Effects of ferulic acid and UV curing on properties of soy protein film

Abstract

The objective of this study was to explore the effect of UV-C curing on the properties of ferulic acid-added soy protein film. The films were fabricated from soy protein isolate and added with 1.5% ferulic acid. UV-C radiation was applied at four different doses (0.32, 1.56, 4.00, 12.00 J/cm2) to either preformed film or film-forming solution. The mechanical, physicochemical, and morphological properties of the film samples were investigated. Ferulic acid addition and UV-C curing at 0.32 J/cm2 posed a significant effect on film thickness while film density was slightly affected by ferulic acid addition and/or UV-C treatment. UV-C irradiation of ferulic acid-added film resulted in an increase in tensile strength and elongation at break. The films irradiated at the highest dose (12.00 J/cm2) exhibited about 1.3-fold increase in tensile strength and a 1.7-fold increase in elongation at break from the control. UV-C treatment on preformed film did not produce any difference in tensile properties from the treatment on the film-forming solution.

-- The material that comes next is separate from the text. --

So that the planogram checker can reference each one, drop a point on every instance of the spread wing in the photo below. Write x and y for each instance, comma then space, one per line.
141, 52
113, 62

Protein cross-linking via C-N and dityrosine bonds was confirmed using FTIR and fluorescence spectroscopic techniques. Apart from the mechanical properties, ferulic acid addition and UV-C curing also posed a significant effect on the film's optical properties, including transparency and colour. UV-C irradiation made the ferulic acid-added film become lower in transparency and higher in chroma, as the films appeared more opaque and more intense in yellowness to the naked eye. As compared to the control, UV-C treatment of ferulic acid-added films caused a slight increase in water vapour permeability. However, similar water vapour permeability was observed among the UV-treated ferulic-added films regardless of the UV-C dose used. Ferulic acid addition and/or UV-C irradiation also minimally affected the water solubility of the film samples. In spite of that, an increase in surface hydrophobicity was observed with increasing UV-C dose, especially for the treatments on preformed film. In conclusion, UV-C irradiation was demonstrated as an effective technique for improving the tensile properties of ferulic acid-added soy protein film. It should be noted that, upon utilizing this technique, the transparency and colour of the soy protein film were also affected.